Cross-Validation

Allows us to compare different ML methods! When working with a dataset for training a learner:

  • Naive Idea → Use all data
  • Better Idea → Use x percent for training and y percent for testing

the issue is how do we know that the selection is good ? The lord answers through K-Fold Cross Validation → split data into K blocks → For each K-block train the data on the rest of the K-1 blocks and test it on K block and log the metric → Average out the performance and use this for comparison

  • Leave one out cv → us each sample as a block

Confusion Matrix

Plot the Predicted Positives and Negatives vs, Ground truths :

NOTE:

  • The diagonal always shows the True values
  • The non-diagonal elements ar always false

The major Metrics are:

  • Sensitivity → Positive Labels correctly predicted : \(\frac{TP}{TP + TN }\)
  • Specificity → Negative Labels Correctly predicted : \(\frac{TN}{TN + FN}\)

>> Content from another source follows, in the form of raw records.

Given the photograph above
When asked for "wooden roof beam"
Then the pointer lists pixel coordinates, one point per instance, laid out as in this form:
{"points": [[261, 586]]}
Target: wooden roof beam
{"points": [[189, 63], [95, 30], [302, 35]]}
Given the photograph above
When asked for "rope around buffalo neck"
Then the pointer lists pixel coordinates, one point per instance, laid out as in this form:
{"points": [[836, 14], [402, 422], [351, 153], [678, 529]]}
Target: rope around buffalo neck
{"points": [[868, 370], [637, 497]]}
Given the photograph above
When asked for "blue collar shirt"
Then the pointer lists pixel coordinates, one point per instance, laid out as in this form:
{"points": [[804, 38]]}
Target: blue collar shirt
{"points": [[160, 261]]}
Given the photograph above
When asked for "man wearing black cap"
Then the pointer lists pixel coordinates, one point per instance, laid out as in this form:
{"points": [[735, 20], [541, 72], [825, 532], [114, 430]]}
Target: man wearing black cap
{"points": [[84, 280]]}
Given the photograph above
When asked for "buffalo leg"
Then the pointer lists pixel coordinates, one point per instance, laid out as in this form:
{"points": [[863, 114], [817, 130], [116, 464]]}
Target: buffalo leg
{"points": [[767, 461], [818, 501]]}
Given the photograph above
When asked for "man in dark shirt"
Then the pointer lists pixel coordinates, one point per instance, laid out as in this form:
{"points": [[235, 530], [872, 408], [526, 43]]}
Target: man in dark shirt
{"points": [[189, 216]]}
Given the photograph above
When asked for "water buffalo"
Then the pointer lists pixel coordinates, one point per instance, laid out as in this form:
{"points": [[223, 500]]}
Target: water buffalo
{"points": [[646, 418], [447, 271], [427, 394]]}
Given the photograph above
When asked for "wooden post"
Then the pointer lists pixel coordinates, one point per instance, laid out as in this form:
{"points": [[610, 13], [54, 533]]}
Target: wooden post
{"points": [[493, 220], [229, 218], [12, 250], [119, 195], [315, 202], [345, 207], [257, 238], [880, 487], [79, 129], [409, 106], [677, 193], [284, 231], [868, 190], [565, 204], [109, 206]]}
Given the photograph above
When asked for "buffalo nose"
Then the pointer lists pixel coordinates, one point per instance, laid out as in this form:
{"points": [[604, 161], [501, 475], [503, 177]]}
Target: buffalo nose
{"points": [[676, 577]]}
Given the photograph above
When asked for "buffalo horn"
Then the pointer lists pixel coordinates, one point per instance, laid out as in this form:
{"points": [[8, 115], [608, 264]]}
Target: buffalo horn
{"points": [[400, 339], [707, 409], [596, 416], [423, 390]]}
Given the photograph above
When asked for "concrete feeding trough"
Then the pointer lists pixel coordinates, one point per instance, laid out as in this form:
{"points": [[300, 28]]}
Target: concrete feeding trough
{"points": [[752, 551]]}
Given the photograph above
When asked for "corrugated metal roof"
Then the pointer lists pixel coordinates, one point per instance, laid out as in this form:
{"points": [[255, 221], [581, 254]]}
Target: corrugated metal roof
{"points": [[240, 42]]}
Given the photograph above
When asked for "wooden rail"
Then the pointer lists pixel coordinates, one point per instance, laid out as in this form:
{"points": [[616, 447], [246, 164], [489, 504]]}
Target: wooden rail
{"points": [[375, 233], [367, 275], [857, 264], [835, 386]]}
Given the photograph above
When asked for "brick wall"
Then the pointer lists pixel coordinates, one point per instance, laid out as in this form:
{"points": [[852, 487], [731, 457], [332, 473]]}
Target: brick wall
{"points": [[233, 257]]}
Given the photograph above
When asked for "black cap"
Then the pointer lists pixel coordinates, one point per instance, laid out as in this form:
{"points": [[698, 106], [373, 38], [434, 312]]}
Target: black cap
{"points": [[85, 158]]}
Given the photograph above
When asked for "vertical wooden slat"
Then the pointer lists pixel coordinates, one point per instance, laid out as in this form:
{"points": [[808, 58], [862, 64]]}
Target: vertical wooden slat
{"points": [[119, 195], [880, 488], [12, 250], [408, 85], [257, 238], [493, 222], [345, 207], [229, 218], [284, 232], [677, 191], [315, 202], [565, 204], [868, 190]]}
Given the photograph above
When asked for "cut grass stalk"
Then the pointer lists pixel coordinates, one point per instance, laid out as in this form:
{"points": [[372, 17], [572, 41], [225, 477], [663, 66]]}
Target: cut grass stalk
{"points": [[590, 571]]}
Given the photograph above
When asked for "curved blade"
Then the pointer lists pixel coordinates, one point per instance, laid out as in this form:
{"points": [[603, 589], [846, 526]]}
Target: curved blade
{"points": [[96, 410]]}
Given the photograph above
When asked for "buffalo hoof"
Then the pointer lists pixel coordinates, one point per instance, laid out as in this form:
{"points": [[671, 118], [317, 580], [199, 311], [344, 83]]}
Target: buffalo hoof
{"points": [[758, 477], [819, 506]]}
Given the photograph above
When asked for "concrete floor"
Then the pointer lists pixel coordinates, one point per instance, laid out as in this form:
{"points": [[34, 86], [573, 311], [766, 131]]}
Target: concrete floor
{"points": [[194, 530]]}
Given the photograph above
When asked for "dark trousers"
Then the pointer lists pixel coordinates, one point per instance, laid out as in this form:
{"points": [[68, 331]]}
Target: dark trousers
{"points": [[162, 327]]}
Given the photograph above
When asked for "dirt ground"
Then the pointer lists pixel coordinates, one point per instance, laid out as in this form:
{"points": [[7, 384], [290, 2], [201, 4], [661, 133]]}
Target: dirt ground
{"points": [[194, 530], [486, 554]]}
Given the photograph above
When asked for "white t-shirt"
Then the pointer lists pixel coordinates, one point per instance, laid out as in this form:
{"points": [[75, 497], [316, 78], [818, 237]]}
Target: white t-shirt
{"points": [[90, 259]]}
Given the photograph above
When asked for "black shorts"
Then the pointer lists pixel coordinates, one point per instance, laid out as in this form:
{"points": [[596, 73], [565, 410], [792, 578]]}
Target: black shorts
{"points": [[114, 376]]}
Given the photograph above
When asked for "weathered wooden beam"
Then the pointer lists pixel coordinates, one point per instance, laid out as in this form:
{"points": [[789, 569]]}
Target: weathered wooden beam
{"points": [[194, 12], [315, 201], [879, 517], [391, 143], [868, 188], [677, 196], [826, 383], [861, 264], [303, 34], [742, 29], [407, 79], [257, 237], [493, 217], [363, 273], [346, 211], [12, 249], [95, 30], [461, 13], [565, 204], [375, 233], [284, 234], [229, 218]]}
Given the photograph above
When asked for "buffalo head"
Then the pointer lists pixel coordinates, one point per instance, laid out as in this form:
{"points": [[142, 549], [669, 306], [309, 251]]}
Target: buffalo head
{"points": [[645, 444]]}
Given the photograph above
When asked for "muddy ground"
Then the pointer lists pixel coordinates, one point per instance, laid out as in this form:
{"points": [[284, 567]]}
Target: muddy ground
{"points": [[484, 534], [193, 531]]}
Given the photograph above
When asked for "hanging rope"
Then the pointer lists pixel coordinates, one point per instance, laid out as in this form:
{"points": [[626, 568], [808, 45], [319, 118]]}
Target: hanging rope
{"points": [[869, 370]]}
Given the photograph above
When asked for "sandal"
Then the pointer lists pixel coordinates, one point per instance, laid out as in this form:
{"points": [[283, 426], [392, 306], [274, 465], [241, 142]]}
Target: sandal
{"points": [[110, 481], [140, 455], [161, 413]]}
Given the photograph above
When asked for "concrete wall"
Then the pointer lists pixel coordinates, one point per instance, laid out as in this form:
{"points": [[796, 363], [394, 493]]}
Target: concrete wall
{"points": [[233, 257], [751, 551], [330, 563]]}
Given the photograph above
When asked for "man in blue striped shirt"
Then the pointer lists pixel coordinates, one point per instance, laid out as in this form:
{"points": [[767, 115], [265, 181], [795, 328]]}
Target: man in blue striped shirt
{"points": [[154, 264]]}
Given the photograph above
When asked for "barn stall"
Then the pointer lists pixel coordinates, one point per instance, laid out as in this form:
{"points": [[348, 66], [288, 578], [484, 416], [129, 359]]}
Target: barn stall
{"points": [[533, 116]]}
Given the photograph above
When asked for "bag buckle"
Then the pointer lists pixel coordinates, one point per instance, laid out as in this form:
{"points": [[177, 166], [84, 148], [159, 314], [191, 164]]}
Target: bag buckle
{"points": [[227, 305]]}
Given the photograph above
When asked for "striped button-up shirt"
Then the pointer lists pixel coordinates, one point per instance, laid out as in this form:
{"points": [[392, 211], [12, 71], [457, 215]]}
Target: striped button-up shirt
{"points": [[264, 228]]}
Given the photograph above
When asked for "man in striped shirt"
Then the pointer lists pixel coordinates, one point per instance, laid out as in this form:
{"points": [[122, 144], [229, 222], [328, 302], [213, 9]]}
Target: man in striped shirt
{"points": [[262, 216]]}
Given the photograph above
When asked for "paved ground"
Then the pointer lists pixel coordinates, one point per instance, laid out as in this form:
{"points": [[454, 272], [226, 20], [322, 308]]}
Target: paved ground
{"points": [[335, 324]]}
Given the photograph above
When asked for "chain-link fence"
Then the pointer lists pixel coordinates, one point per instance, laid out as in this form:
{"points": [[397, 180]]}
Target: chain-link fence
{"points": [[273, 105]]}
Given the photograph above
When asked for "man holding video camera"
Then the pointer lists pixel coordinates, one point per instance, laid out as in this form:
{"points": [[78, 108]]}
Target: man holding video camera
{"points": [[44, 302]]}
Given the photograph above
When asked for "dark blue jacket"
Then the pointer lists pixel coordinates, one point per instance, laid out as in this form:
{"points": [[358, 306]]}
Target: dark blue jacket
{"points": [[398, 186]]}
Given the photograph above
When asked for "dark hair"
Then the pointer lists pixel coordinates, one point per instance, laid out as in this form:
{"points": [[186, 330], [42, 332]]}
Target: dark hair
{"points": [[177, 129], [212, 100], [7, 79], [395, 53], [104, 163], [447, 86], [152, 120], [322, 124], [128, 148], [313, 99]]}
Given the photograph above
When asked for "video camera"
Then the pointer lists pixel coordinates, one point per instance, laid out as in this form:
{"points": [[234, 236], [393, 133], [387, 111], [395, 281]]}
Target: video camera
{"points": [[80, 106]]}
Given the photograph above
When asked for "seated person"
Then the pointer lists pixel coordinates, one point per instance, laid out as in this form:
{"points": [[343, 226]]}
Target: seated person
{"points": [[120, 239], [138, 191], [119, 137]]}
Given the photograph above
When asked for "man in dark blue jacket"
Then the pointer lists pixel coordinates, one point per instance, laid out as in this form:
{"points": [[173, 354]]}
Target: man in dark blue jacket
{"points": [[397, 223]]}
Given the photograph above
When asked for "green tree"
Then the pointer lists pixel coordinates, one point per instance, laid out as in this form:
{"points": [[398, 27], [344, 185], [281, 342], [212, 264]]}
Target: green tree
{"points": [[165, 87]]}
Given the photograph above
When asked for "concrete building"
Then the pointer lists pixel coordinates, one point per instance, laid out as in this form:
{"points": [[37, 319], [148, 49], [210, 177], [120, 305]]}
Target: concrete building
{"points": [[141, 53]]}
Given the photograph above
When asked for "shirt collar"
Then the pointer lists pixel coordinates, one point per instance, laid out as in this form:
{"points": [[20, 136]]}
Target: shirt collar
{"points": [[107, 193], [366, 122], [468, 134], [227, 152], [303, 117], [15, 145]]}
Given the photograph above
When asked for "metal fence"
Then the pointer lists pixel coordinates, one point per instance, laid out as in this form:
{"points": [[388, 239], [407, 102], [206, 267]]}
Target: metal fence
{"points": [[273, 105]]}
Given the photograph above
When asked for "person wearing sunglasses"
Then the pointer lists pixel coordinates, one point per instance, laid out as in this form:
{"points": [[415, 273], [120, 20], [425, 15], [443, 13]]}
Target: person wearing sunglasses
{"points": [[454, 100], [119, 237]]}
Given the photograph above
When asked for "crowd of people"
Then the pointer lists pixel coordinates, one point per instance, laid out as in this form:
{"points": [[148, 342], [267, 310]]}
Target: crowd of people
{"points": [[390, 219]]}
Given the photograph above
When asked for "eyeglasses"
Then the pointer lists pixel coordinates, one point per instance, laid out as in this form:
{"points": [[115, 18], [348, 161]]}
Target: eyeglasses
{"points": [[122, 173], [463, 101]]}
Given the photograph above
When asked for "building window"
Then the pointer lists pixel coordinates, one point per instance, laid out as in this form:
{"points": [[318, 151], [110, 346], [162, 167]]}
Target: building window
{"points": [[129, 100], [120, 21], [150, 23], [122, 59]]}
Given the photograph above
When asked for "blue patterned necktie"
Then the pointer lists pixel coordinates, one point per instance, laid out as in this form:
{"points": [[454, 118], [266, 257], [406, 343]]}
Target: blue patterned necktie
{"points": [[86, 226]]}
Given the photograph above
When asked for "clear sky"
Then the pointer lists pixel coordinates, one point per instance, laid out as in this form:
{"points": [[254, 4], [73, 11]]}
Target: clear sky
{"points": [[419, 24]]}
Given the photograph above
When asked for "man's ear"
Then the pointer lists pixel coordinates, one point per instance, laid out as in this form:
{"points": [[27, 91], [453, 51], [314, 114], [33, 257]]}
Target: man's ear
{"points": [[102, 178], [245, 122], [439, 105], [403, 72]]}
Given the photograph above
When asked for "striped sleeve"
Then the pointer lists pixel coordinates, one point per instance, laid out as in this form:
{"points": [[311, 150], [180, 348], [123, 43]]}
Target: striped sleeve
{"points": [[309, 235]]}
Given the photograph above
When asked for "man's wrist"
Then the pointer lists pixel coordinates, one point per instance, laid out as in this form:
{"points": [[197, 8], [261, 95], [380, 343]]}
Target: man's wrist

Let’s say we test out logistic regression against Random Forests to classify patients with and without heart disease. Then the algorithm with the higher sensitivity should be chosen if our target is to classify patients with heart disease, while the algorithm with higher specificity should be chosen if we want to classify patients without heart disease

What about Non-binary classification

Calculate these values for each label by treating the values as Label and !label. For if we have three labels, we take the true positives as all the classifications done for label i and the TN as all the misclassifications done for label i → This means that if the data actually belonged to the other classes and was still classified as belonging to i, then it is a False Positive. Similarly, we take True Negative as all the classifications done on all other classes except out current label and the false negatives as the classifications. Let’s take the following example:

Here, for The class Cat, we get :

  • Sensitivity \(= 5/(5 + 3 + 0) = 5/8 = 0.625\)
  • Specificity \(= (3 + 2 + 1 + 11)/(3 + 2 + 1 + 11 + 2 ) = 17/19 = 0.894\)

Other major metrics are:

  • Accuracy → \((TP+TN)/total = (100+50)/165 = 0.91\)
  • Misclassification Rate → \((FP+FN)/total = (10+5)/165 = 0.09\) = 1 - accuracy
  • Precision → \(TP/predicted yes = 100/110 = 0.91\)
  • TP Rate → \(TP/yes = 100/105 = 0.95\)
  • FP Rate → \(FP/No = 10/60 = 0.17\)

The idea is to strike a balance between things and get hang of how our classifier is actually performing!

Bias and Variance

  • Bias → The inability for an algorithm to capture the true relationship in the data. Formally, it is the inherent error that we obtain from the model even with infinite training data due to the classifier being biased to a particular solution
  • Variance → Difference in fits between the training and the testing data, i.e the error caused from sensitivity to fluctuations in the training set

High bias means the learned model is simpler and might not fit the training data very well and when it does not perform so well on the test set → Underfitting. High variance means that the learned model is has a better fit to the training set but does not perform so well on the test set → Overfitting

  • What is happening is that the training set can be viewed essentially as a the true relationship curve plus some noise that scatters the data around the curve. This is the same for training and test sets. now, if our model fits so well to the training set that it is able to exactly pass through each data point, it has actually fitted to the the noise that scattered the data from the actual signal. Thus, is has so much variability that it won’t perform good on other datasets which might inherently be sampled from the same curve with some random noise that scatters the data a bit differently. This is why the model has over-fitted to the training set by adapting to the noise.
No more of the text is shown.